Or, une année—à quelles épreuves, Dieu bon! n'avions-nous pas soumis pendant les jours précédents la robuste patience du vénérable instituteur! je n'ose pas m'en souvenir,—une année, dis-je, tout avait été combiné, préparé, disposé, selon l'usage, pour la célébration de la fête de M. Bidard.
Nous nous réunissons, nous entrons deux par deux, armés de nos bouquets, et gardant, au milieu du bruit tumultueux de nos pas, le silence ému d'une douce appréhension.
Le plus grand s'avance vers la chaire, où est assis M. Bidard, qui fait mine de ne pas nous entendre, absorbé qu'il semble être par quelque travail appliquant sur lequel il est penché.
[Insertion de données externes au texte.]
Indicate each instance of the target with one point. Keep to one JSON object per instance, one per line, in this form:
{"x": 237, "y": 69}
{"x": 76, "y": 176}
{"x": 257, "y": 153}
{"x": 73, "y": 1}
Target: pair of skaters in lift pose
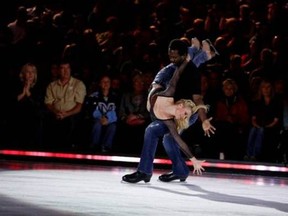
{"x": 176, "y": 115}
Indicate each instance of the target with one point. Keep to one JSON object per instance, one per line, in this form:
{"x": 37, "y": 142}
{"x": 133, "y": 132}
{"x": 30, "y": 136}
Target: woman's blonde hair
{"x": 24, "y": 70}
{"x": 182, "y": 124}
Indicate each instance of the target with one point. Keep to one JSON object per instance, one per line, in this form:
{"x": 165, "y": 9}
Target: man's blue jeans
{"x": 153, "y": 133}
{"x": 103, "y": 135}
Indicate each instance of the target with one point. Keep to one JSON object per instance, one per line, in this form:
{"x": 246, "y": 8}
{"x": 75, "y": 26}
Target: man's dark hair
{"x": 177, "y": 44}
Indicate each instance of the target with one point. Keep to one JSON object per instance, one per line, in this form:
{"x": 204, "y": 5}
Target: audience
{"x": 104, "y": 113}
{"x": 64, "y": 99}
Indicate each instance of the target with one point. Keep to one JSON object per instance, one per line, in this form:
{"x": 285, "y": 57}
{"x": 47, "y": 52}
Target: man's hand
{"x": 208, "y": 128}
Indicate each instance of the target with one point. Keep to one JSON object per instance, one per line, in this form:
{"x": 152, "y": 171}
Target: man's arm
{"x": 154, "y": 87}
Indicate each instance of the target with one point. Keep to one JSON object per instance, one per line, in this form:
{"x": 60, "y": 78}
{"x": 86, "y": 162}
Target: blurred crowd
{"x": 112, "y": 49}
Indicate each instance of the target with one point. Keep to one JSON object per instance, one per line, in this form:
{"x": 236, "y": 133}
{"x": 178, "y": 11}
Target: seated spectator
{"x": 27, "y": 109}
{"x": 64, "y": 99}
{"x": 231, "y": 120}
{"x": 134, "y": 116}
{"x": 104, "y": 104}
{"x": 265, "y": 120}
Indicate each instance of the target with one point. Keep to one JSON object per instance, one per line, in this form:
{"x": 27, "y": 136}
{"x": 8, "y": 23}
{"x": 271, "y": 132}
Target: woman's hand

«Cher et respectable précepteur, dit le doyen de la classe, qui a fait provision d'éloquence rimée dans quelque manuel spécial:
«Le jour de votre fête est pour nous un beau jour,
Puisque pour tous offrir nos souhaits, notre amour...
Nos coeurs....»
—Hein! quoi? qu'est-ce que vous dites?» interrompit tout à coup M. Bidard, qui seulement alors parut s'apercevoir de notre présence, et releva la tête pour nous montrer, de travers, le visage le plus ironiquement rechigné qu'il soit possible de voir: «Ne parlez-vous pas de ma fête?... En effet, je crois que c'est aujourd'hui. Mais qu'est-ce que cela peut vous faire, à vous?—Rien, assurément. Puis, qu'est-ce que vous me contez encore?—Des souhaits! de l'amour! qu'est-ce que cela signifie? Quels voeux peuvent faire pour leur maître des élèves de votre nature? Que lui souhaiteraient-ils, sinon la continuation des soucis qu'ils lui causent tous les jours? De l'amour! Eh! mon Dieu! où prenez-vous que vous ayez de l'amour pour moi? Où en sont les marques? Est-ce dans votre conduite de ces derniers jours? Est-ce qu'on chagrine, est-ce qu'on tourmente ceux que l'on aime? Est-ce qu'on leur désobéit? Est-ce qu'on leur manque de respect? Vous qui faites toutes ces vilaines, toutes ces méchantes choses, ne parlez pas, non, ne parlez pas d'amour! Je vous le défends.... Vous alliez aussi mettre en avant vos coeurs. Eh! ce ne sont que de mauvais coeurs, puisqu'ils ont si peu d'égards pour mon pauvre vieux coeur attristé! Mais qu'est-ce que je vois donc dans vos mains? Des fleurs! Ah! ce n'est pas pour moi, je suppose! Ces roses qui signifient beauté, ces marguerites qui signifient jeunesse innocente, voudraient-elles, par hasard, me témoigner que, jeunes et innocents, vous devez me donner de beaux jours? Ah! comme je leur crierais: «Taisez-vous, menteuses, taisez-vous!»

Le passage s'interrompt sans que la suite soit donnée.